O Senado Federal aprovou, na última semana, o Projeto de Lei 2.159/2021, que institui a Lei Geral do Licenciamento Ambiental. A proposta, que tramita no Congresso há mais de duas décadas, pretende estabelecer regras claras e unificadas para os processos de licenciamento em todo o país. O texto agora retorna à Câmara dos Deputados.
Segundo análise da advogada Samanta Pineda, especialista em Direito Ambiental, o projeto representa um avanço ao propor mais segurança jurídica, prazos definidos e procedimentos objetivos, sem abrir mão da responsabilidade ambiental. A proposta mantém instrumentos tradicionais da legislação, como o Estudo e Relatório de Impacto Ambiental (EIA/RIMA), o Plano de Controle Ambiental (PCA) e o Plano Básico Ambiental (PBA).
Além disso, o texto cria novas modalidades de licenciamento, como a Licença por Adesão e Compromisso (LAC), voltada a atividades de baixo impacto; a Licença Ambiental Única (LAU), que concentra todas as fases do processo em uma só autorização; e a Licença de Operação Corretiva (LOC), destinada à regularização de empreendimentos que operam sem licença.

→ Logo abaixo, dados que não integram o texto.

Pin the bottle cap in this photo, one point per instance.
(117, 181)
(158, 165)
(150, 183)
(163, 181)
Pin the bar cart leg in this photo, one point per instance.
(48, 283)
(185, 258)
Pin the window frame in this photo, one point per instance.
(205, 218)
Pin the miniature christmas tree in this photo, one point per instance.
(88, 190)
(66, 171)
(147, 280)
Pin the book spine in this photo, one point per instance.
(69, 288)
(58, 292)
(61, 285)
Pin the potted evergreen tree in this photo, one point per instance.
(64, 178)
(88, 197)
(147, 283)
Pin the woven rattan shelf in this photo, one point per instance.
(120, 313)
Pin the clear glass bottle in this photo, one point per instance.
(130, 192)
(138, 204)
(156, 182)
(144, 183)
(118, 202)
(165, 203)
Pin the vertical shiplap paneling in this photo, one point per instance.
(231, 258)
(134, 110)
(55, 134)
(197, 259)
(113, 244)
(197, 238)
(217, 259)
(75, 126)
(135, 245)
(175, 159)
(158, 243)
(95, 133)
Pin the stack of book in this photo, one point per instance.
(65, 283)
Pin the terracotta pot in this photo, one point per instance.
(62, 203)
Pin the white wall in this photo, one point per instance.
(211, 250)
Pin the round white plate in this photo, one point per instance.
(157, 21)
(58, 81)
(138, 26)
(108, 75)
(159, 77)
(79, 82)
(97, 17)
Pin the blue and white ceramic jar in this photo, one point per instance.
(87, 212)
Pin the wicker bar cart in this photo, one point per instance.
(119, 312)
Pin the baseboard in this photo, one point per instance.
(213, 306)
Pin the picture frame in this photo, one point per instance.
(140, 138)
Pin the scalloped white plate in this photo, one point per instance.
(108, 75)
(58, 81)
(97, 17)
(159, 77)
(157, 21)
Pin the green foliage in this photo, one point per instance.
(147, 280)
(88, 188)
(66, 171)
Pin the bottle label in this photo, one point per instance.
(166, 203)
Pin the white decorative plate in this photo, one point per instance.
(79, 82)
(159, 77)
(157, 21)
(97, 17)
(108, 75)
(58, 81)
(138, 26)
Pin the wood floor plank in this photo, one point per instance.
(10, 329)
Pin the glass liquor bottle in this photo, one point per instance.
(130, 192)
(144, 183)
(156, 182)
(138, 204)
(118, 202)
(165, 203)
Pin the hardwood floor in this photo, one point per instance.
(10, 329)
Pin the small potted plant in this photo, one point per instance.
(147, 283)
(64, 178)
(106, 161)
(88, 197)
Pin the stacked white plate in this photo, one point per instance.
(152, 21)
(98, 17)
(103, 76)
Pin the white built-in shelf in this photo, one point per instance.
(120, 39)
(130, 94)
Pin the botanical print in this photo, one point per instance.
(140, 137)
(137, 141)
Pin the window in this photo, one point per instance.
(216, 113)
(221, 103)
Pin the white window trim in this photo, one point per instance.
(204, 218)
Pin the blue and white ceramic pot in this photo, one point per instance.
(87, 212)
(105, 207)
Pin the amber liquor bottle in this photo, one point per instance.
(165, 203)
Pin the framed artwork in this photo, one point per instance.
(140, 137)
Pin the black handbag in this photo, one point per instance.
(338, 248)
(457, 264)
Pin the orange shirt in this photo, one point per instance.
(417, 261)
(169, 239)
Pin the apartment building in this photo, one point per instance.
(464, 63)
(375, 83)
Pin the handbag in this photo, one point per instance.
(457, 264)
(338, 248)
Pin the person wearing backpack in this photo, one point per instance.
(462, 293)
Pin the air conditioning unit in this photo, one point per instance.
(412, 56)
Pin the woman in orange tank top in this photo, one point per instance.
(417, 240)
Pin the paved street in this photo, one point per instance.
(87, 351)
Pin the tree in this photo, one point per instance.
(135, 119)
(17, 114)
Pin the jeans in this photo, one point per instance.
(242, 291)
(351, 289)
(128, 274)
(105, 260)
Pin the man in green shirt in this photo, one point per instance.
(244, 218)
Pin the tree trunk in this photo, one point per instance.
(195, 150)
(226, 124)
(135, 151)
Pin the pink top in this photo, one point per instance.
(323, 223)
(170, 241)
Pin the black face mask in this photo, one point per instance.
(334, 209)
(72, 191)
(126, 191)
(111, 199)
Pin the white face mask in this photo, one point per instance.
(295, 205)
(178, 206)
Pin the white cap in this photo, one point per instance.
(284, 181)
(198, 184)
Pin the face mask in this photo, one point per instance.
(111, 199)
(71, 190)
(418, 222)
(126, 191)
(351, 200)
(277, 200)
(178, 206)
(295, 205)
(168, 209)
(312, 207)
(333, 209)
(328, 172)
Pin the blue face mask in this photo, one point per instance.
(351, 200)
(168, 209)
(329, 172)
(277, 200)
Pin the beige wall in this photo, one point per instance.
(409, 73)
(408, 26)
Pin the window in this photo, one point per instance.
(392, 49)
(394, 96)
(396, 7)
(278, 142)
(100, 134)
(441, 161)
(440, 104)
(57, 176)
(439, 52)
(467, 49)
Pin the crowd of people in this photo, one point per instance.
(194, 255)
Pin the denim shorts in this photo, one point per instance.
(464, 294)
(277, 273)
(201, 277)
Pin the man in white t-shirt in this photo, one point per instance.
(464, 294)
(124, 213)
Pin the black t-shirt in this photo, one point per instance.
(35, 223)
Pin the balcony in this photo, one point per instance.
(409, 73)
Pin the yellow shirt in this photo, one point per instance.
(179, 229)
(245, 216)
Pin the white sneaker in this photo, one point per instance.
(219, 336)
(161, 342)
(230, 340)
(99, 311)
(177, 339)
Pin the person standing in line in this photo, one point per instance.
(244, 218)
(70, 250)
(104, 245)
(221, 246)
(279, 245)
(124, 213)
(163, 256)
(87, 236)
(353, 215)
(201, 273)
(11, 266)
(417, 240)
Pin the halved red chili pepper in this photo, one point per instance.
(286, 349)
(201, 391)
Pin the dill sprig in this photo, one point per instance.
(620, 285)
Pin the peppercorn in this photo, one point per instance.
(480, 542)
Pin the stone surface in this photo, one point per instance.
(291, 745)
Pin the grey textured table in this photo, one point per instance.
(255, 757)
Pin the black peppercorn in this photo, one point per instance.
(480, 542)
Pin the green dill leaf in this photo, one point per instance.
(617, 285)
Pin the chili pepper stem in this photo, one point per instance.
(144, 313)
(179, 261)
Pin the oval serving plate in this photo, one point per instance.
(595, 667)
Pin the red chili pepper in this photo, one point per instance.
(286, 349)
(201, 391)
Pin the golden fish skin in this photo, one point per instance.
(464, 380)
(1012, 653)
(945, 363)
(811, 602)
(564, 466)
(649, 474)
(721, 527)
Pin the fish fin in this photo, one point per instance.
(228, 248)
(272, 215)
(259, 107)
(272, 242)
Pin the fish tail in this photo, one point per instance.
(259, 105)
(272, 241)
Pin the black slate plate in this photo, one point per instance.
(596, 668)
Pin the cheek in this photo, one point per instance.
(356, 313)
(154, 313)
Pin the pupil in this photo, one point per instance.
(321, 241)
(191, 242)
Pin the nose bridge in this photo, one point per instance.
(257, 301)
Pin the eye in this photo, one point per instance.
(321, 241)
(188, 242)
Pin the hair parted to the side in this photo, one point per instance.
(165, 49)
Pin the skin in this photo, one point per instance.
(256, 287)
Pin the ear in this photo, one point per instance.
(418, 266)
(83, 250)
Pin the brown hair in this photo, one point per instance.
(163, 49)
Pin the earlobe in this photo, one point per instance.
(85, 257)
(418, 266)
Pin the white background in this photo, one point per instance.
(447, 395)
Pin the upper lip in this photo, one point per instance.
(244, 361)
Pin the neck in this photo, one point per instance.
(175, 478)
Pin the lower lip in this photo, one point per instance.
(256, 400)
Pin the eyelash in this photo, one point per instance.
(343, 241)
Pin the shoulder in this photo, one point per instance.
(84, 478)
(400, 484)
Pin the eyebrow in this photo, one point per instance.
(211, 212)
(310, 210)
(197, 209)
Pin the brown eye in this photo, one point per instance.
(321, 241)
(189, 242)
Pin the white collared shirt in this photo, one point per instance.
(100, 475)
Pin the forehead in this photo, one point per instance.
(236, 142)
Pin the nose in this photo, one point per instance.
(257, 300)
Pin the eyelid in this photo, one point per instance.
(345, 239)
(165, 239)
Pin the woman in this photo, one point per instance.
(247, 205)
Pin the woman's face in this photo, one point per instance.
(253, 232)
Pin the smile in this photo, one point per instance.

Samanta destaca que, ao contrário do que vem sendo divulgado, o projeto não fragiliza a legislação ambiental nem representa uma liberação indiscriminada. Pelo texto, atividades com impacto positivo, como reciclagem e tratamento de esgoto, ou realizadas em situações emergenciais, podem ser dispensadas de licenciamento. Já no caso do setor agropecuário, as obrigações previstas no Código Florestal continuam válidas, com exigências sobre reserva legal, APPs, uso do solo e inscrição no Cadastro Ambiental Rural (CAR).
Outro ponto central do projeto, segundo a especialista, é o respeito à Lei Complementar 140/2011, que determina a repartição de competências entre União, estados e municípios. Isso significa que os entes federativos continuarão obrigados a seguir diretrizes federais e não poderão autorizar empreendimentos fora dos critérios legais.
O projeto também trata do chamado “autolicenciamento”, que tem sido alvo de críticas. Mas Samanta explica que ele é restrito a atividades de baixo impacto e segue critérios técnicos definidos. Essa modalidade está sujeita a fiscalização, penalidades e até cancelamento em caso de irregularidades ou falsidade nas informações prestadas.
Além disso, o texto não prevê anistia a crimes ambientais. O que se permite é a possibilidade de regularização para quem opera hoje sem licença, mas isso não elimina a obrigação de reparar danos nem o cumprimento de sanções. A análise de impactos sobre terras indígenas, comunidades quilombolas e unidades de conservação também permanece obrigatória. A principal mudança está na definição de prazos: os órgãos ambientais terão tempo limitado para se manifestar, o que promete mais agilidade e previsibilidade.
Para o chefe-geral da Embrapa Territorial, Gustavo Spadotti, o projeto representa um avanço técnico importante. Ele ressalta que um dos principais entraves hoje não é a exigência ambiental em si, mas a subjetividade nos critérios de análise.
“A lei veio no sentido de tirar a subjetividade, que hoje é o principal ponto que trava não a aprovação, mas a análise dos licenciamentos.”
Spadotti destaca que a proposta traz objetividade e prazos claros, permitindo que o processo seja conduzido com mais eficiência.
“A nova proposta tem como caráter a objetividade e os prazos, para que finalmente se cumpra com a lei e com a emissão das respostas dos requerimentos de licenças – seja a resposta positiva ou negativa.”
E faz um alerta sobre interpretações equivocadas da medida: “Não se está abrindo a porteira. Está se dando meios e prazos para o cumprimento da função do licenciamento ambiental.”
Em vídeo publicado nas redes da FGVAgro, o pesquisador Leonardo Munhoz também reforça que o projeto não desobriga produtores das exigências legais. Segundo ele, a isenção de licenciamento para algumas atividades agropecuárias não anula o cumprimento do Código Florestal.
“Mesmo as atividades isentas continuam obrigadas ao Cadastro Ambiental Rural, à manutenção das APPs, reserva legal e, se necessário, adesão ao Programa de Regularização Ambiental.”
Munhoz lembra ainda que o desmate legal e qualquer conversão de uso do solo continuarão dependendo de autorização formal dos órgãos competentes – o que reforça a vinculação entre o novo modelo de licenciamento e a legislação ambiental já em vigor.
Com a aprovação no Senado, o PL 2.159/2021 segue para nova análise na Câmara dos Deputados. A Frente Parlamentar da Agropecuária articula um requerimento de urgência para levar o texto diretamente ao plenário. Por outro lado, organizações ambientais já cogitam acionar o Supremo Tribunal Federal, caso o projeto avance sem alterações.